Alegam os poetas que, ao adentrar alguma casa ou algum jardim onde moramos quando jovens, reencontramos por um instante aquilo que já fomos. São peregrinações muito arriscadas, que produzem em igual medida sucessos e desilusões. Esses lugares fixos, contemporâneos de outros anos, é dentro de nós mesmos que mais convém encontrá-los.

Marcel Proust, Em busca do tempo perdido


Um dos melhores livros que tive a oportunidade de ler neste ano de 2016. Apresento-lhes algo simples, mas escrito de maneira espetacular.
Esqueça-se de todas as formas de narrar uma história que você já viu. E espere por algo novo e original. É isso o que podemos conferir nessa obra de Jennifer Egan. A maneira com que este livro foi escrito faz com que seja extremamente complicado falar sobre alguma sinopse dele. Primeiro porque a história não tem protagonista. Perdão, tem sim, e é o próprio tempo.

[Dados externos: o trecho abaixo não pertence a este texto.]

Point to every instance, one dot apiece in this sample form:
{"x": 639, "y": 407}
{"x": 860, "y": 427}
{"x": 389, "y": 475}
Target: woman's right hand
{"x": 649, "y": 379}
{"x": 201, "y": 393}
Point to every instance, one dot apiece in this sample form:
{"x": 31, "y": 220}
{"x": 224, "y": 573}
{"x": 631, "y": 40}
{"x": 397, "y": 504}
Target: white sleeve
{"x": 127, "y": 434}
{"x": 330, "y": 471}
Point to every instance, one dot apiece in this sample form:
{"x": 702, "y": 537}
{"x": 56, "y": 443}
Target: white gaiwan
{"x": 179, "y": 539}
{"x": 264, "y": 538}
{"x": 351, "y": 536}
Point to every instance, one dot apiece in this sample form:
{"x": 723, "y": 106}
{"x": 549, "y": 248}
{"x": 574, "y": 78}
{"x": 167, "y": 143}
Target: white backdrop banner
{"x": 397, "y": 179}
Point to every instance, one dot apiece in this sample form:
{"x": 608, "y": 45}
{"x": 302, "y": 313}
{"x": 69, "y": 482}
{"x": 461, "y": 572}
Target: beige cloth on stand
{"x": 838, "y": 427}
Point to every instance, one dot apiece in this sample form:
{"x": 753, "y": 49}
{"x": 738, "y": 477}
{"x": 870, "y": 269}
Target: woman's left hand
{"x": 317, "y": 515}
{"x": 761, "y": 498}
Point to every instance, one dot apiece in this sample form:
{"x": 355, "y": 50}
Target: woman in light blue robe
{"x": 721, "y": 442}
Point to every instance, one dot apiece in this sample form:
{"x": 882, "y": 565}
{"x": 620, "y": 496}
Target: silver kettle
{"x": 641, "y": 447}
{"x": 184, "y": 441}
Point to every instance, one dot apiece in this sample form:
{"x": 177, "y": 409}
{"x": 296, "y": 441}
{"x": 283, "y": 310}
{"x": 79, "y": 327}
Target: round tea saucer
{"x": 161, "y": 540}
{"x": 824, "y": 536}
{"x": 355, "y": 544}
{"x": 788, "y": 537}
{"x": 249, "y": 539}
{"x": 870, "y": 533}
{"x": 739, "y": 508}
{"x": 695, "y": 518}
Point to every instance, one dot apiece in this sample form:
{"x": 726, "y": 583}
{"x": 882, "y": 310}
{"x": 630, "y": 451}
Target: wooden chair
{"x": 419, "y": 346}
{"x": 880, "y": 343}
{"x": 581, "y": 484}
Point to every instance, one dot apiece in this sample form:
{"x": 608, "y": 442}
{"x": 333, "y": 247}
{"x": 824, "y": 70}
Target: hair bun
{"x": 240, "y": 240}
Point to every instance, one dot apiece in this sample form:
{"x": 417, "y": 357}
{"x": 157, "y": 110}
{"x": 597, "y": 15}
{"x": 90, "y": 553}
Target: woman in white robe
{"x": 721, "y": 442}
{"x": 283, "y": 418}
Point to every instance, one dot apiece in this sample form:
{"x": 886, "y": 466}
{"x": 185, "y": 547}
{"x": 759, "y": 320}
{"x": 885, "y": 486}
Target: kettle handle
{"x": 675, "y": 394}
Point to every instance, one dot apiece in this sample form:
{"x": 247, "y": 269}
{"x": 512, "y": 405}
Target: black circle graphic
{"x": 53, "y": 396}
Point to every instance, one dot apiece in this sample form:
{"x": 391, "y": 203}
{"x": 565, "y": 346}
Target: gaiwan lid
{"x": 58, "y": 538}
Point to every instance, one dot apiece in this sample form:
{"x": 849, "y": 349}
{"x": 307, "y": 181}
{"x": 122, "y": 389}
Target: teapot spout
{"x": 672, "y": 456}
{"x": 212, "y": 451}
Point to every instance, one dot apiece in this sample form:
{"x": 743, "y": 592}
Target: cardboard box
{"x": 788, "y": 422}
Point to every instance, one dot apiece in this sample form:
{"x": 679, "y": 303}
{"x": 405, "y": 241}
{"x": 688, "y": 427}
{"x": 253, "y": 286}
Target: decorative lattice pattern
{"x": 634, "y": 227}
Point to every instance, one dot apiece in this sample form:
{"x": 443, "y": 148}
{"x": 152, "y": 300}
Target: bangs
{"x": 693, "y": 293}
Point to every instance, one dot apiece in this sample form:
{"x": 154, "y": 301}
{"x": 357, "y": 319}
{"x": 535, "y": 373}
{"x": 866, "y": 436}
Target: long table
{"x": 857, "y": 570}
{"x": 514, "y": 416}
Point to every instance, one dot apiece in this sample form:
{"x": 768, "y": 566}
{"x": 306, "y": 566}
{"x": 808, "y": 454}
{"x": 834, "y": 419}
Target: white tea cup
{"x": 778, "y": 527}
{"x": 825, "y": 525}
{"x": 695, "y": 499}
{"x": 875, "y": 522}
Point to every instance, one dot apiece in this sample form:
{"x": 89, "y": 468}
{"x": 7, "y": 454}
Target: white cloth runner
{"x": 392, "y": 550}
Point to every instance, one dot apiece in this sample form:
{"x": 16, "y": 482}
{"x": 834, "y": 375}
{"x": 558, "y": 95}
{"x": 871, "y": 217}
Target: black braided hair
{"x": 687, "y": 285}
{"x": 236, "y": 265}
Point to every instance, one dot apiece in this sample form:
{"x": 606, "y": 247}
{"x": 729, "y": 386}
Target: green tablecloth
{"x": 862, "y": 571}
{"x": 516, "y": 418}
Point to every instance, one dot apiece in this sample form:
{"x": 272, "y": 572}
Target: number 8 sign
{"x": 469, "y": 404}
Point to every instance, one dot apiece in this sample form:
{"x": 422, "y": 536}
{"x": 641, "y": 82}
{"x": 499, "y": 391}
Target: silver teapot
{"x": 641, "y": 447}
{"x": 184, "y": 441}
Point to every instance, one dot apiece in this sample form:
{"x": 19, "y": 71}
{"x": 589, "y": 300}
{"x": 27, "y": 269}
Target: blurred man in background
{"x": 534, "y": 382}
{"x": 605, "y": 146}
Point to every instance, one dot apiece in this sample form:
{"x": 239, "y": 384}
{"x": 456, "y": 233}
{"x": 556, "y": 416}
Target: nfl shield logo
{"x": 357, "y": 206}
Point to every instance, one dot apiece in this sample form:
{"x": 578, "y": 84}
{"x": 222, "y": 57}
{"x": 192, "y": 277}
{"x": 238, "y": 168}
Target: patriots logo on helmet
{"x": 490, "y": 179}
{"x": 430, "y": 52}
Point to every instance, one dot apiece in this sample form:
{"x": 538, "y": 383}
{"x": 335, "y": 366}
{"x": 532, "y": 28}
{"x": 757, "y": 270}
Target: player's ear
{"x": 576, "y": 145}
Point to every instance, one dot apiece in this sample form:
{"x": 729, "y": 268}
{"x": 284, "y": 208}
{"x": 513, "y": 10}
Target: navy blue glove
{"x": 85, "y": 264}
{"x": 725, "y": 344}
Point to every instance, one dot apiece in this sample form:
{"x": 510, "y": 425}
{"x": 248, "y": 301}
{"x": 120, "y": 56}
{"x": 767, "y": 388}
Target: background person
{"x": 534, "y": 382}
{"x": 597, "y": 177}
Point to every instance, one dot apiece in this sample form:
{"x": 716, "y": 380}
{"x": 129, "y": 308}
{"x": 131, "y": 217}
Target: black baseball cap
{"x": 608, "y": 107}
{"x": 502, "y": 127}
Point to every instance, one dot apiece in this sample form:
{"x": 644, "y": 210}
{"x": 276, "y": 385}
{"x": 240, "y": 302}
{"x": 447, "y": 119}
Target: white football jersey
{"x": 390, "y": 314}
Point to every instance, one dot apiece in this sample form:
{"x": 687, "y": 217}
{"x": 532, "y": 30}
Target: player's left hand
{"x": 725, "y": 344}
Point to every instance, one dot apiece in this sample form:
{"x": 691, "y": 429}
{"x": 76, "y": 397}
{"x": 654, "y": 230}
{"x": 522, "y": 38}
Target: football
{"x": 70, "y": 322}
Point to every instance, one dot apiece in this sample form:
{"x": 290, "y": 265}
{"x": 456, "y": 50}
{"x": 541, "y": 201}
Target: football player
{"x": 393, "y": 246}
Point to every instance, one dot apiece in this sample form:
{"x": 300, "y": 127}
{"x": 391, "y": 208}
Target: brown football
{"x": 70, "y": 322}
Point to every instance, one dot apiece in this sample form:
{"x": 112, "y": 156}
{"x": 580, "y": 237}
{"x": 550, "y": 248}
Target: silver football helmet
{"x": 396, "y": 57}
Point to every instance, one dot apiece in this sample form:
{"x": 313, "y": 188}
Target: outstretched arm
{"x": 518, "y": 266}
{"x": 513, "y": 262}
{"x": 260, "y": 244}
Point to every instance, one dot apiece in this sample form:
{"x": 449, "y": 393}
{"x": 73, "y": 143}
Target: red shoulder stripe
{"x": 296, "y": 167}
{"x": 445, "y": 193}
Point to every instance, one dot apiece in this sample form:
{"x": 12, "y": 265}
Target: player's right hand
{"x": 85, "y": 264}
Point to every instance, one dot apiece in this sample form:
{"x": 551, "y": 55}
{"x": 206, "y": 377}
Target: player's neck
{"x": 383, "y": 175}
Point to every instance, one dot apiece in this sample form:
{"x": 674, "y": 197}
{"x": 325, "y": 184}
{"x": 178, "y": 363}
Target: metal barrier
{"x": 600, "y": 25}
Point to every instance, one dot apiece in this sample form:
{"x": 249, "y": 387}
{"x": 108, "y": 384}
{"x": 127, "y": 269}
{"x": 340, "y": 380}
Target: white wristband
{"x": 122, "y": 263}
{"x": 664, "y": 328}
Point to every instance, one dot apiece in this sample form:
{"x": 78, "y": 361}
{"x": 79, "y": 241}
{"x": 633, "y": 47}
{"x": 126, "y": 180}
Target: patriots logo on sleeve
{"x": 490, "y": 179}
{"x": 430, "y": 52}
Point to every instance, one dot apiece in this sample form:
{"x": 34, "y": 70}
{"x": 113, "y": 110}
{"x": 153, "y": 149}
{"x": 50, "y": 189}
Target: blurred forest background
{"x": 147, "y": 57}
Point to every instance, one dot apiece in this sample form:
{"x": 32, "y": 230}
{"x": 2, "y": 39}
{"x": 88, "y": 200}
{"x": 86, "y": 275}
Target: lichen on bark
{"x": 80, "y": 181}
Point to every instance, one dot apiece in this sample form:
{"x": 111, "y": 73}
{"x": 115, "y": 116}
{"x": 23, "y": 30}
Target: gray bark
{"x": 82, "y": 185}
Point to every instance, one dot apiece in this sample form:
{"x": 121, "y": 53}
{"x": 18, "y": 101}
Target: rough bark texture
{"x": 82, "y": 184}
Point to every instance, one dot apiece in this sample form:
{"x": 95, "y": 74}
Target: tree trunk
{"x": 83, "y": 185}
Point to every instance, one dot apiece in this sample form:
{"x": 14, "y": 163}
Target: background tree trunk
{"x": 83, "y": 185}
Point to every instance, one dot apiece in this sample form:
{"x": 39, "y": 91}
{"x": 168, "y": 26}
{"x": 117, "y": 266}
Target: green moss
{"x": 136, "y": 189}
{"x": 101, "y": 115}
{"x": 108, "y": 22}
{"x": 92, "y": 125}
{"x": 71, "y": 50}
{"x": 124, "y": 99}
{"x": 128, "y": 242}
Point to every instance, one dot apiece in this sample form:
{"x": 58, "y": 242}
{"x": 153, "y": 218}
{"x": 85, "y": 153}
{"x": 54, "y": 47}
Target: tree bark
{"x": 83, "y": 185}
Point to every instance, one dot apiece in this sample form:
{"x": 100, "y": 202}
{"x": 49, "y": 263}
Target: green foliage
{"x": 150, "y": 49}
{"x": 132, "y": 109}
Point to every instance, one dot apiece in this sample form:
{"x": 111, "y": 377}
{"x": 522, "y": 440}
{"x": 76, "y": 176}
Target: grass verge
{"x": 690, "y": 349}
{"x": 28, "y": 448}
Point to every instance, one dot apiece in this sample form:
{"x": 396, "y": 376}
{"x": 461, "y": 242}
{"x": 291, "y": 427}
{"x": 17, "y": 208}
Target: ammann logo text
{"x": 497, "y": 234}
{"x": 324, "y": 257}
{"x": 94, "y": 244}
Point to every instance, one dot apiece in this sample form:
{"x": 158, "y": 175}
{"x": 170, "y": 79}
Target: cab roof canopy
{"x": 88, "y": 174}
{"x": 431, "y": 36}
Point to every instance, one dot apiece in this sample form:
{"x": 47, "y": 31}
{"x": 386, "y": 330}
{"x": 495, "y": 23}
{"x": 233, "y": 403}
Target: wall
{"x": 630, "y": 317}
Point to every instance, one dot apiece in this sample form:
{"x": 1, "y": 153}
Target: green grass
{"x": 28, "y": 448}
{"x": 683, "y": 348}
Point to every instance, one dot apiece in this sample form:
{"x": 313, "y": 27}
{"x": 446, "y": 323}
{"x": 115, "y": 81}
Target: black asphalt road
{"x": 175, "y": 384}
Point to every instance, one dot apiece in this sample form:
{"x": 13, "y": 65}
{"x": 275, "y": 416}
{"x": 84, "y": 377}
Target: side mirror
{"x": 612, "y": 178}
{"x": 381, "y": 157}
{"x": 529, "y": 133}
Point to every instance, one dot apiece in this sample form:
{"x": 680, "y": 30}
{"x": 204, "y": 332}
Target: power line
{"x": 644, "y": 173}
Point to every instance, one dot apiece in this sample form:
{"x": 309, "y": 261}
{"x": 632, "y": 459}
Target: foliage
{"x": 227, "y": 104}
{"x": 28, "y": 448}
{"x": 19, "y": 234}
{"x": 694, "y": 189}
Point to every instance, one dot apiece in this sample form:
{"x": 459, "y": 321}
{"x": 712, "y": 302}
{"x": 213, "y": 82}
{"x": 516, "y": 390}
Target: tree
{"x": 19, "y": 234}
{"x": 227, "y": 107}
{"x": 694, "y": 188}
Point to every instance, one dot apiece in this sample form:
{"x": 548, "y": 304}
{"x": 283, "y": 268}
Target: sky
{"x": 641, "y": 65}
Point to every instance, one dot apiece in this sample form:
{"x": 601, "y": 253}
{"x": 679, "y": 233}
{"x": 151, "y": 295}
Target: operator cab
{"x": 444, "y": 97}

Podemos conferir em determinada medida, o decorrer da vida de um conjunto de personagens que vão se interligando de maneira sutil. A narrativa vai e volta no tempo, e essas mudanças se dão de maneira tão leve que não incomodam e não trazem um baque no leitor. Podemos ver o quanto o ser humano cresce, amadurece e vai se modificando, sendo como Raul Seixas dizia, uma metamorfose ambulante, e que nem sempre as amizades são tão eternas como gostaríamos que fossem. E que nem sempre as coisas acontecem como queremos.
Pelo grande número de personagens fica impossível não criar empatia por algum. A partir deles é se possível ver e compreender o título: “A Visita Cruel do Tempo”. A trama flui em pequenos capítulos que vão costurando entre si, sem deixar pontas no final.
Não espere por fantasia, por grandes atos de superação, grandes acontecimentos e reviravoltas de tirar o fôlego. Espere por nada mais do que a própria vida, o dia-a-dia e a trajetória de pessoas que como nós, recebem a Visita Cruel do Tempo.
Ganhador do Prêmio Pulitzer de 2011, e publicado pela editora Intrínseca no Brasil, este livro conquista fácil pela sua delicadeza e nostalgia que nos faz refletir sobre o que estamos fazendo com nossas próprias vidas e quais rumos elas estão tomando.